This being a festival of both the Christian community (Christmas) and the Jewish community (Chanukah), I thought I'd start off with something suitably light-hearted and laughter inducing.
Scott Burgess is on form at the Daily Ablution with this post which includes a miscellany of the ludicrous Guardian statistical errors he specializes in finding. Try his takedown of the Guardian's miscalculated stats on the greenhouse emissions created by turkey with all the trimmings. If your stomach can still stand it, you can follow up his pointer to a profound Guardian enquiry on whether it's a good idea to drink your own urine. Then Scott offers this gem on the Guardian's miscalculation of USA greenhouse emissions. Yes, a 16% stat gets transmuted by that Guardian magic into 100%. And without so much as a compositor's error.
Still on the religious holiday theme, here's Laban Tall's wonderful compilation of utterly daft statements by assorted clerics, Guardian readers, religious columnists, most of whom are UK based. This being Britblog Roundup, just ignore the few overseas loons who try in vain to compete with sound British folk like the Bishop of Norwich:
Herod kills all the young children in his attempt to destroy this newborn king. So Mary and Joseph escape to Egypt rather than returning to their home town and Jesus immediately becomes a refugee.
That's one of the things about the Christmas story that makes it contemporary. In Norfolk we count refugees, asylum seekers and migrant workers among our neighbours."
The roundup has a nomination for this post about Christmas which sees it as the Dark Side. A good follow up to Laban's post, if you find these matters interesting.
Pootergeek has an uncharacteristically aaahhhh post on his part in the festival here.

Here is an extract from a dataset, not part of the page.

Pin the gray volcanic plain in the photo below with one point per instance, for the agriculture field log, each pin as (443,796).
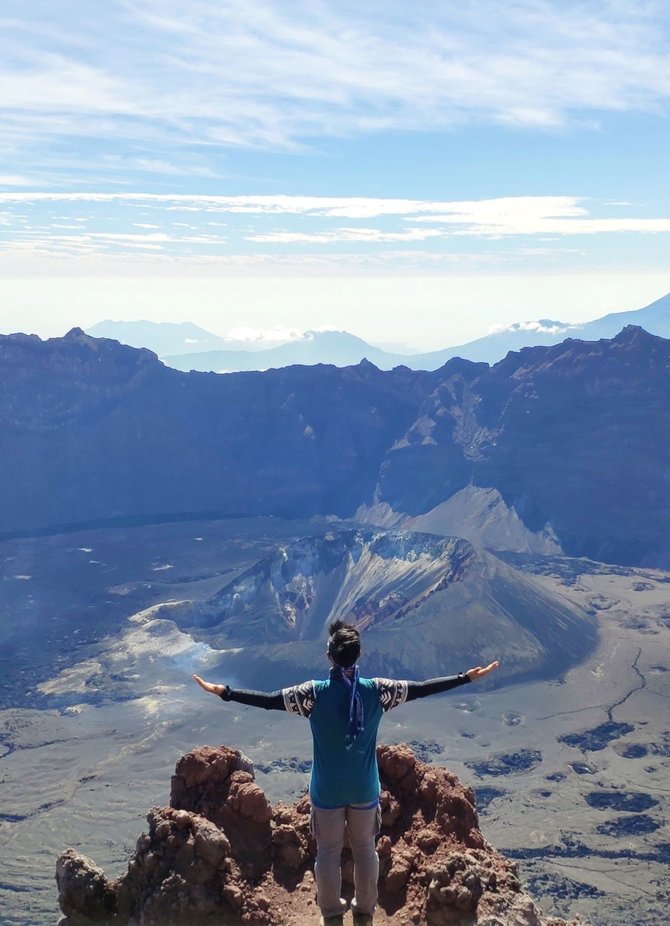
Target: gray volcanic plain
(570,768)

She's actually in Paris, but Petite Anglaise offers this story of an office Christmas Party in the Marais, with all the unpleasant features which characterize English ones. Tokyo Girl, another Brit expat, reminds you that not everywhere in the world celebrates Christmas, even if they do have inflatable Santas, but they still get a holiday in Tokyo because it's the Emperor's birthday. And here's Cruella-blog's take on the current fuss about the film of memoirs of a Tokyo Geisha, which anyway was written by a white man.
Laban also wickedly extracts a tellingly ironic juxtaposition from the current Normblog Profile. The commenters seem to get quite steamed up about the profilee. I wonder why?
She has her own take on improving education for the poor here. Let's get rid of faith schools for one faith she says. Well, maybe it's self-evident to her that Jewish schools should be educating Christians, Muslims and Buddhists too, but she may not be aware that the orthodox Jewish tradition does not allow the teaching of the faith to non-believers. The opposite of the evangelist tradition of seeking to get everyone to listen to the Christian message which views like this are ultimately rooted in.
Natalie at My London Your London has a lively round-up post on the current state of bookshops in the Charing Cross Road, which includes a follow up to the legendary Helen Hanff's 84 Charing Cross Road.
Suz Blog puts the current Standards Board case against Ken Livingstone into context, with an overview of what's going on his case, plus links to a whole range of other cases. It seems clear that the Standards Board moves slowly and ponderously. Which can either mean that the guilty get plenty of time to go on enjoying office and shooting their mouths off (as long as they do it while off duty), or that someone's career can be put into limbo while they face months of expense and uncertainty.
Another Liberal Democrat blogger, Liberal England offers us a glimpse of a past hero of his, who I've never heard of, one J.W. "Paddy" Logan, who starts a general House of Commons chamber riot when he tries to cross the floor to sit with the Conservatives. Or did he?
Now that the Tory Party has elected that Terribly Nice David Cameron as its leader, it's time to start hearing why people are Tories in the first place. Here's a good account from Biodun at Peaks and Troughs. Liberty Cadre snipes away at the new order here.
Oh, yes, and a little bunch of three of us Brit bloggers were running our stuff on the BBC Today programme web site this week. The hard pressed Today prog staff haven't quite kept up with all our contributions yet. My latest is here.